The Indirect Access approach is a much more market-driven approach which will help to increase competition in current and payment account services. It minimises the administrative burden on the Bank of England. Conveniently, the regulatory framework for this approach already exists in the form of the Payment Services Provider model (with minor adaptations).
Managing the Issuance of Digital Currency
The Bank of England currently issues central bank money reactively: it issues banknotes in whatever quantities are needed to meet demand from the public, and issues central bank reserves in order to meet demand from the banks. It could choose to issue digital cash in the same way, by providing the infrastructure for Digital Cash Accounts but letting the public determine how to split their holdings of money between bank deposits and digital cash. By making transfers from their bank deposit accounts, the public, rather than the Bank of England, would determine how much digital cash needs to be issued. In this case, the money issuance would be entirely reactive.

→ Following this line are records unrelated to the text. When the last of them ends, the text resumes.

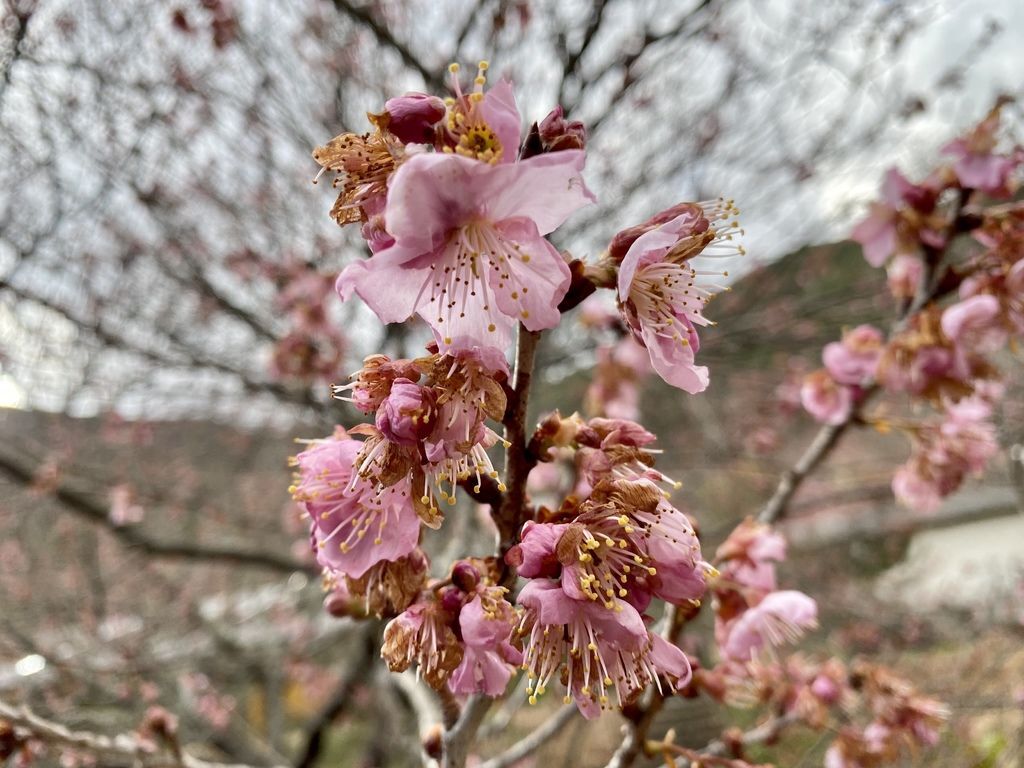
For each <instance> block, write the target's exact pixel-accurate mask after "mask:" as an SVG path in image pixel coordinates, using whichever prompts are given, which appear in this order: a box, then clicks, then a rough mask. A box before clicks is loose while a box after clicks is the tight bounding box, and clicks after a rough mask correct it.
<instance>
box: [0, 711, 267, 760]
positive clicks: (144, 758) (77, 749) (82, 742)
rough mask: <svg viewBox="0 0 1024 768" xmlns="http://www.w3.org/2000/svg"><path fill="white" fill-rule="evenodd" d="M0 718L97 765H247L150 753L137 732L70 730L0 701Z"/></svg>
mask: <svg viewBox="0 0 1024 768" xmlns="http://www.w3.org/2000/svg"><path fill="white" fill-rule="evenodd" d="M0 721H4V722H6V723H8V724H9V725H11V726H13V727H14V728H16V729H20V730H24V731H27V732H28V733H29V735H30V736H31V738H33V739H35V740H39V741H42V742H43V743H45V744H48V745H51V746H55V748H58V749H65V750H73V751H76V752H84V753H87V754H88V755H91V756H93V757H95V758H96V759H97V762H98V763H99V764H100V765H103V764H111V763H114V764H118V765H122V764H123V765H131V766H139V767H140V768H249V766H245V765H230V764H227V763H210V762H207V761H205V760H200V759H199V758H194V757H191V756H190V755H185V754H184V753H181V752H180V751H176V750H171V751H169V753H167V754H158V753H153V752H150V750H152V746H150V745H148V744H146V743H145V742H143V740H142V739H140V738H139V736H138V735H137V734H134V733H121V734H118V735H116V736H113V737H111V736H105V735H101V734H97V733H91V732H89V731H72V730H70V729H69V728H67V727H66V726H63V725H61V724H60V723H55V722H53V721H51V720H46V719H44V718H42V717H40V716H39V715H36V714H35V713H33V712H32V711H31V710H29V709H28V708H27V707H14V706H13V705H10V703H7V702H5V701H2V700H0Z"/></svg>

Alternatively, by taking a proactive approach to issuance, the Bank of England could use digital currency as a monetary policy tool to stimulate aggregate demand and influence the economy. If every citizen had a Digital Cash Account at the Bank of England (either directly or indirectly), then it would be a simple process for the Bank of England to make small and occasional ‘helicopter drops’ of newly created digital cash to every citizen. This could be done on a small scale (for example, just £50 per citizen) and at short notice. This new monetary policy tool may give the Bank of England a far more accurate and direct method of implementing monetary policy than conventional monetary policy (adjusting interest rates) or post-crisis policies such as Quantitative Easing.
Please note, this is not a proposal to abolish physical cash. Notes and coins are going to be around for at least another 30 years or so – as long as people keep using them. For privacy concerns, digital cash issued by central banks is no different in terms of privacy than payments made using electronic bank accounts. And again, cash will still be around for 30 years or so.